The U.S. Census Bureau released the national redistricting data Thursday morning, and voting districts around the county should brace for a change.

States are mandated to redistrict after a census, and work will start soon, although you won't see it at the polls until 2012.

Shelby County, with a population of 42,074, currently resides in two of the state's largest legislative districts.

At 55,670, District 58 - Shelby and Spencer counties - is the fifth largest out of 100 House districts in the state, and Senate District 20 - Bullitt, Shelby and Spencer counties - is the fourth largest of 38, with 133,454 residents.

Two of the districts larger than District 58 are located in Jefferson County, one in Boone County and the other a combination of Fayette and Scott counties. Northern Kentucky has the largest Senate District, 11, comprising Boone, Gallatin and Kenton counties, and another northern district, 17, is also larger. The second largest is comprised of Carroll, Oldham, Jefferson, Henry and Trimble counties.

But before legislators get into digesting and reslicing that pie, there first will be changes within Shelby County.

Shelby County Clerk Sue Carole Perry said Shelby County Fiscal Court will be charged with getting the countywide districting started next month.
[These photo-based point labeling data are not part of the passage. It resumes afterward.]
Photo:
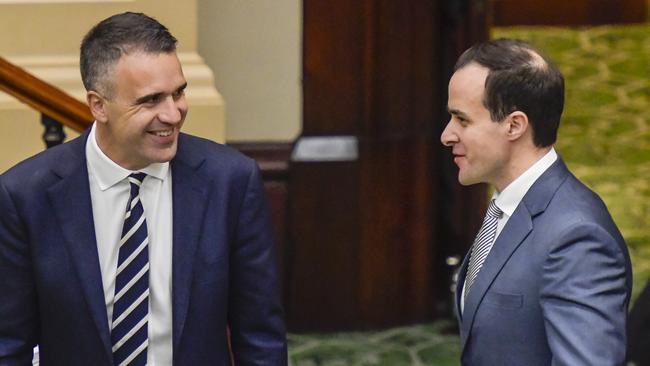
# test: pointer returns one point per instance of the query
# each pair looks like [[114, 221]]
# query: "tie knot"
[[493, 210], [135, 179]]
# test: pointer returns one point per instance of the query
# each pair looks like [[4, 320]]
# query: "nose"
[[172, 111], [448, 136]]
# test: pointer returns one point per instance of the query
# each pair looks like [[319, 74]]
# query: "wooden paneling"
[[44, 97], [562, 12], [365, 235], [273, 160]]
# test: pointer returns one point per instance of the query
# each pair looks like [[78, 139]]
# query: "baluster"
[[53, 134]]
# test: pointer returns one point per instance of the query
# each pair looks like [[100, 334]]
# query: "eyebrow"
[[148, 97]]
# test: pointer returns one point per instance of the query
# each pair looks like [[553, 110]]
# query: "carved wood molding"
[[44, 97]]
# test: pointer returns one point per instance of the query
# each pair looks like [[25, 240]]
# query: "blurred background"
[[342, 103]]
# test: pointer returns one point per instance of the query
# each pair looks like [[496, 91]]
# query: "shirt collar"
[[107, 172], [508, 199]]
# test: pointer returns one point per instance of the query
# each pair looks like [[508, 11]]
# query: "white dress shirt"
[[109, 193], [508, 199]]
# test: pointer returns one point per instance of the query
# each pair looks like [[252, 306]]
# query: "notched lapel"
[[189, 191], [516, 230], [70, 198]]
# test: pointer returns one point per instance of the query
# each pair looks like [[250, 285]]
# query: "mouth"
[[162, 133]]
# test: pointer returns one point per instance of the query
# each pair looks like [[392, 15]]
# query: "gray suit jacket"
[[555, 288]]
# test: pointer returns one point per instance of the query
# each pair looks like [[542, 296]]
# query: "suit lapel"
[[70, 199], [514, 233], [516, 230], [189, 191]]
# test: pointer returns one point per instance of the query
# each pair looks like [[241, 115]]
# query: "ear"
[[517, 123], [97, 105]]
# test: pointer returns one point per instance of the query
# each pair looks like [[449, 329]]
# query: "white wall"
[[254, 49]]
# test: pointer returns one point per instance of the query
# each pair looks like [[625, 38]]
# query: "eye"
[[177, 94]]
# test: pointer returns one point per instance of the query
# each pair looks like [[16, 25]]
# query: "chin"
[[466, 181]]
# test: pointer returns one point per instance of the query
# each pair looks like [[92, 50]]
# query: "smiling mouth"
[[164, 133]]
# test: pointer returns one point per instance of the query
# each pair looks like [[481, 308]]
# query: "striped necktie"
[[482, 244], [131, 304]]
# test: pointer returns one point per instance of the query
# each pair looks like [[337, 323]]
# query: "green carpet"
[[604, 138]]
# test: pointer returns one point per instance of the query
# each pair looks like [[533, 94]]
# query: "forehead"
[[141, 73]]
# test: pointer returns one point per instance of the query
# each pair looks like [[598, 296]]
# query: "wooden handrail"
[[44, 97]]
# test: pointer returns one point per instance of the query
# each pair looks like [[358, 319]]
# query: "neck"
[[520, 162]]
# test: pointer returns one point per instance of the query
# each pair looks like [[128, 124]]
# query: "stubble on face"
[[476, 141], [146, 112]]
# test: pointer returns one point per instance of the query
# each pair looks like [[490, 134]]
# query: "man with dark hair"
[[548, 278], [136, 244]]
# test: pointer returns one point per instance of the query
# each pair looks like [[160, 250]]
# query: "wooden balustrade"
[[43, 97]]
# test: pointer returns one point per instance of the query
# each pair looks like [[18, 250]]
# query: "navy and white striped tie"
[[482, 244], [131, 304]]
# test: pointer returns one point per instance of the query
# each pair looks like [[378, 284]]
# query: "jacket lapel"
[[70, 199], [514, 233], [516, 230], [189, 191]]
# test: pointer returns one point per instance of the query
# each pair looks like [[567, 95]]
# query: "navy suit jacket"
[[223, 270], [555, 287]]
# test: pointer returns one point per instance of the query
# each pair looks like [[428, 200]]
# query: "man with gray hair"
[[135, 243], [548, 278]]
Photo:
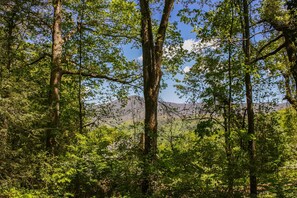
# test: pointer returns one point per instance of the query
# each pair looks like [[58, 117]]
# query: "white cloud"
[[189, 44], [187, 69], [197, 46]]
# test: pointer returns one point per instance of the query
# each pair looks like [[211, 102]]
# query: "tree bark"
[[56, 74], [152, 59], [249, 101]]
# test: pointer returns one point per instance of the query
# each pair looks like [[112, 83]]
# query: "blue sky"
[[169, 94]]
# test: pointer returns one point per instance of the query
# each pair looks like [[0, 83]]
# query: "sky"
[[169, 94]]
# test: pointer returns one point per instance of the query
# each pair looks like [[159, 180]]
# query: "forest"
[[85, 89]]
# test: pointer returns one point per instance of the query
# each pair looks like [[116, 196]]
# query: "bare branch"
[[99, 76], [267, 55], [269, 43]]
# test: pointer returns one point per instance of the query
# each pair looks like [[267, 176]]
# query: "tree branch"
[[267, 55], [38, 59], [99, 76], [269, 43]]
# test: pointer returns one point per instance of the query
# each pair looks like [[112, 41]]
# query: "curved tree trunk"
[[152, 59], [56, 74], [249, 101]]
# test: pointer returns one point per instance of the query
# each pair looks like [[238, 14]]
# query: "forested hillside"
[[82, 84]]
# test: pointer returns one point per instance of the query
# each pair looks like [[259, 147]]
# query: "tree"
[[249, 98], [152, 51]]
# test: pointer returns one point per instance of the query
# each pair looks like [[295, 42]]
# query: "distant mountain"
[[132, 109]]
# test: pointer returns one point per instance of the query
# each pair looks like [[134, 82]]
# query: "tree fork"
[[249, 101]]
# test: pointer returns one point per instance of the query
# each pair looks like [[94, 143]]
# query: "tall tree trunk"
[[249, 101], [228, 125], [56, 74], [152, 59]]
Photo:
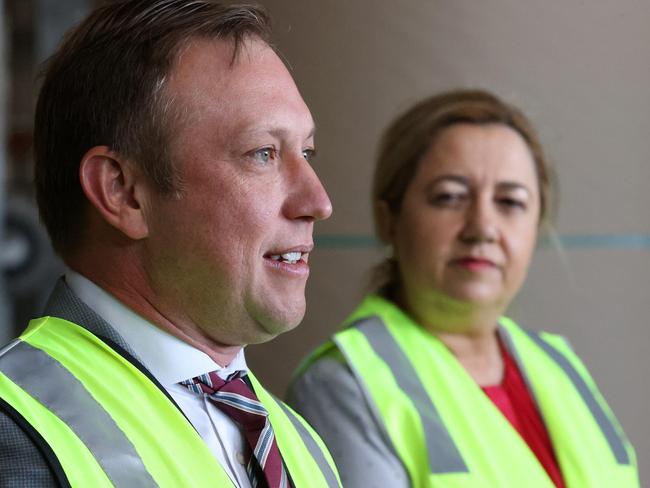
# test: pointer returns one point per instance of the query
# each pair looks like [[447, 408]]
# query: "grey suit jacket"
[[23, 460]]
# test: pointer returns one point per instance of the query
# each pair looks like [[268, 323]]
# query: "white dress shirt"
[[170, 361]]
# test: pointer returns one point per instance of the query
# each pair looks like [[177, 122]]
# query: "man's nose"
[[307, 198]]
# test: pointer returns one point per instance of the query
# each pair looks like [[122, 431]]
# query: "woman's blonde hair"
[[410, 136]]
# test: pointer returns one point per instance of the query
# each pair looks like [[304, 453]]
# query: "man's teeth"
[[289, 257]]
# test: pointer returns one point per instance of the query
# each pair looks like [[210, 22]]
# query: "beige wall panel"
[[580, 69]]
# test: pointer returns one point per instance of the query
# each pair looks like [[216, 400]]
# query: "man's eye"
[[265, 154], [309, 154], [511, 203]]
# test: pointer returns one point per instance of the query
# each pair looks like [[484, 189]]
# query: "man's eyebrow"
[[278, 132]]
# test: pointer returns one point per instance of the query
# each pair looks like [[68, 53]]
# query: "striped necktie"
[[239, 402]]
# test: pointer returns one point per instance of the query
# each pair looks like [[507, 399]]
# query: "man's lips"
[[292, 260]]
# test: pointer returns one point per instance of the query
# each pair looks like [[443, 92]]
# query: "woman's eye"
[[448, 199], [265, 154], [309, 154]]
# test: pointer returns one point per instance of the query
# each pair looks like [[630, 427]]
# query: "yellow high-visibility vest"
[[108, 424], [448, 433]]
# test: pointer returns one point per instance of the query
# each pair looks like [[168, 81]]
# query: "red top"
[[515, 402]]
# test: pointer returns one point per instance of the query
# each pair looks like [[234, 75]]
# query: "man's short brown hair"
[[105, 86]]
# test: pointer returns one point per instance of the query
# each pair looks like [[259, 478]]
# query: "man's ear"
[[115, 188], [385, 222]]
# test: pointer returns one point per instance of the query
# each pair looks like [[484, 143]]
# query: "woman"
[[428, 384]]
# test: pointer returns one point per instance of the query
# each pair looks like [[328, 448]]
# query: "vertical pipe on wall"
[[5, 326]]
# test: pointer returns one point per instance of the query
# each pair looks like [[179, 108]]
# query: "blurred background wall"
[[580, 70]]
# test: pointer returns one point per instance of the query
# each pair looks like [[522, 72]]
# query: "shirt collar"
[[169, 359]]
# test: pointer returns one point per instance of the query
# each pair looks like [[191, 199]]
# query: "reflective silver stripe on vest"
[[603, 421], [444, 456], [311, 446], [59, 391]]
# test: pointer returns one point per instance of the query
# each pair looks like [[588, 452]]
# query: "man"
[[172, 171]]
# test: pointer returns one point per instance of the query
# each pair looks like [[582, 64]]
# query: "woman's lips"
[[475, 264]]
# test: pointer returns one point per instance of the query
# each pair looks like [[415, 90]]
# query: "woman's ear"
[[385, 222], [114, 187]]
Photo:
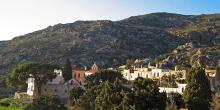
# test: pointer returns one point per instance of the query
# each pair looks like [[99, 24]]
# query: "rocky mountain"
[[110, 43]]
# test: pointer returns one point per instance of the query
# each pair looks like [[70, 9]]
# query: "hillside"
[[110, 43]]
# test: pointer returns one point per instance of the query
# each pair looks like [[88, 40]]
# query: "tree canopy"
[[42, 72], [147, 95], [197, 94], [102, 76]]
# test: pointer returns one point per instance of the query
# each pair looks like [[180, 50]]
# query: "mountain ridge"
[[110, 43]]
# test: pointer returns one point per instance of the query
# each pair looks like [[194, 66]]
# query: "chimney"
[[176, 68], [156, 65], [85, 67]]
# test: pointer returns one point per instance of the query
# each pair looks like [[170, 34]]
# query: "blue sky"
[[18, 17]]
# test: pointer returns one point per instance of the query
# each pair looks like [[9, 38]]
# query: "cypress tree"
[[198, 93], [67, 70]]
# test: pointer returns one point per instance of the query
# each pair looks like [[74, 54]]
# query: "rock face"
[[110, 43]]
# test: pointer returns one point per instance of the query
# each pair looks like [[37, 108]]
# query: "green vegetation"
[[168, 81], [42, 72], [215, 104], [46, 103], [10, 108], [112, 93], [197, 94], [13, 104], [101, 76]]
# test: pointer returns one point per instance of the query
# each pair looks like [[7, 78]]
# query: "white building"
[[181, 86], [56, 87]]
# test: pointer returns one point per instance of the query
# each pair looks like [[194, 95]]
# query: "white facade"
[[58, 79], [56, 87], [30, 88], [158, 73], [181, 88]]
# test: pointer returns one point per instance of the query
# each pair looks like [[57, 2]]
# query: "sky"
[[19, 17]]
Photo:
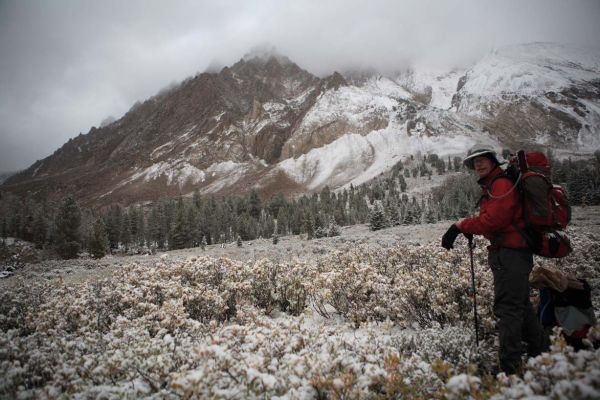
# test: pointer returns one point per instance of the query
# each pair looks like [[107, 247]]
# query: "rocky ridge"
[[264, 123]]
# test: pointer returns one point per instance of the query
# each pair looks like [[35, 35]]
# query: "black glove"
[[449, 237]]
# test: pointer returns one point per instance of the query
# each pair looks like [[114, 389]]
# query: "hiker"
[[500, 221]]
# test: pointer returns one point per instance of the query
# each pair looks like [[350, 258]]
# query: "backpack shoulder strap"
[[500, 176]]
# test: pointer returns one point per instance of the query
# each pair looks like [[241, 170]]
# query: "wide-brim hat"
[[480, 152]]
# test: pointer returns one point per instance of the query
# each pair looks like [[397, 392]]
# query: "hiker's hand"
[[449, 237]]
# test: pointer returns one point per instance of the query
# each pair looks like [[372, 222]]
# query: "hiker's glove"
[[449, 237]]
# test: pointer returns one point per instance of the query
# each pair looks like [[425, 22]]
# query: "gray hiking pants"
[[516, 318]]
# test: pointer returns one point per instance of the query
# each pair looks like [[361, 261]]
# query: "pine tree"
[[377, 218], [99, 242], [179, 235], [254, 205], [113, 226], [394, 214], [334, 228], [68, 221], [125, 237], [40, 229], [309, 226]]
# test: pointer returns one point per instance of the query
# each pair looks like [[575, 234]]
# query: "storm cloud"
[[67, 65]]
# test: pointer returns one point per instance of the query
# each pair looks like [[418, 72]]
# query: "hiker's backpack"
[[571, 309], [546, 210]]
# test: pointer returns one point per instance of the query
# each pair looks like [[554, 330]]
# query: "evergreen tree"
[[99, 242], [334, 228], [394, 214], [68, 221], [377, 218], [40, 229], [125, 237], [254, 205], [113, 226], [309, 226], [179, 235]]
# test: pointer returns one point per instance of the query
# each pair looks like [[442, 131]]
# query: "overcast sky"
[[66, 65]]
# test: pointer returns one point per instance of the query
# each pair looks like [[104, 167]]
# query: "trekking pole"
[[474, 290]]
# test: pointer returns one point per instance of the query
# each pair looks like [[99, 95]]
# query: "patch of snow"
[[530, 69], [176, 171], [218, 117], [160, 150], [354, 104], [443, 83], [355, 159], [36, 170]]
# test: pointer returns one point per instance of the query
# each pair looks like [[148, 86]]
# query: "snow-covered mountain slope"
[[538, 93], [267, 124]]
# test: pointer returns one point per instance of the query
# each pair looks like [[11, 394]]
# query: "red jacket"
[[499, 211]]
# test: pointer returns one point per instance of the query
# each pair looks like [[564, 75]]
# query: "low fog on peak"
[[66, 66]]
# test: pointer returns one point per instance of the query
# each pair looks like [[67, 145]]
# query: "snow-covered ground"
[[384, 314]]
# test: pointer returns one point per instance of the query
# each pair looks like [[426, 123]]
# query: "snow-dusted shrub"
[[283, 286], [199, 329], [407, 284]]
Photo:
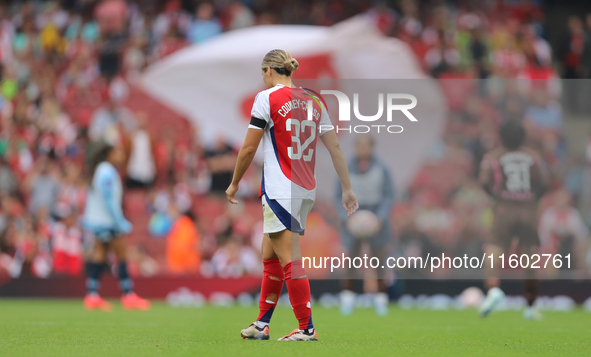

"In May, fiscal court will appoint a committee to redraw the [magisterial] districts to make them as equal as possible," she said. "The county clerk is on the committee, not as a voting member but in an advisory role. Each district can't be more than 10 percent larger [more populous] than the others."

However, once Fiscal Court finishes those district lines, it doesn't mean they're set.

"We can't change the districts until after the state legislature changes the state districts in 2012," she said.

State more complicated

And that's where it gets convoluted.

The state requires the counties to do their work before the House and Senate do theirs. But, when the General Assembly gets down to work, it based its own redistricting plans off the old districts.

And voting precincts cannot overlap magisterial districts or state legislative districts.

"So, if Shelby County is split into two legislative districts [which it is not right now], we may have go back [a second time] and alter our districts," Perry said.

However, with the size of Shelby County's State Senate District 20 and State House District 58, that could happen.

"The way I understand it, and this is my first shot with redistricting, too, is that we are within the size of becoming a standalone district," District 58 Rep. Brad Montell (R-Shelbyville) said. "And that would be great. I'd love to have just Shelby County, but we certainly could be split."

Montell said politics would play a part in the redistricting, so it's very hard to tell what will happen.

"The House, which is controlled by Democrats, is going to look at this politically, and the Republican-led Senate will, too," he said. 'I don't see the Senate splitting Shelby County. I think Paul [Hornback (R-Shelbyville)] will continue to represent all of Shelby County, and I'm sure he'll do every thing he can to help Shelby County stay together in the House, too."

Montell will get his say, and he hopes it carries enough weight.

"I will have some input on our district, but I don't know how influential it will be," he said.

Federal changes, too

And U.S. congressional seats will also get another look soon, based on figures released Thursday.

Shelby County currently falls in Congressional District 2, the largest in the state with a population of more than 760,000, which recently re-elected Brett Guthrie (R-Bowling Green) to the U.S. House of Representatives for a second term.

Guthrie's region encompasses as far south as Bowling Green and Glasgow, east to Campbellsville and Shelbyville and west to Owensboro.

District 6 - Georgetown, Frankfort, Lexington, Stanford and Stanton - is the second largest, with about 759,000.

District 4 - Oldham County, Northern Kentucky and west to the border with West Virginia - and District 3 - Louisville/Jefferson County - are both also over 720,000.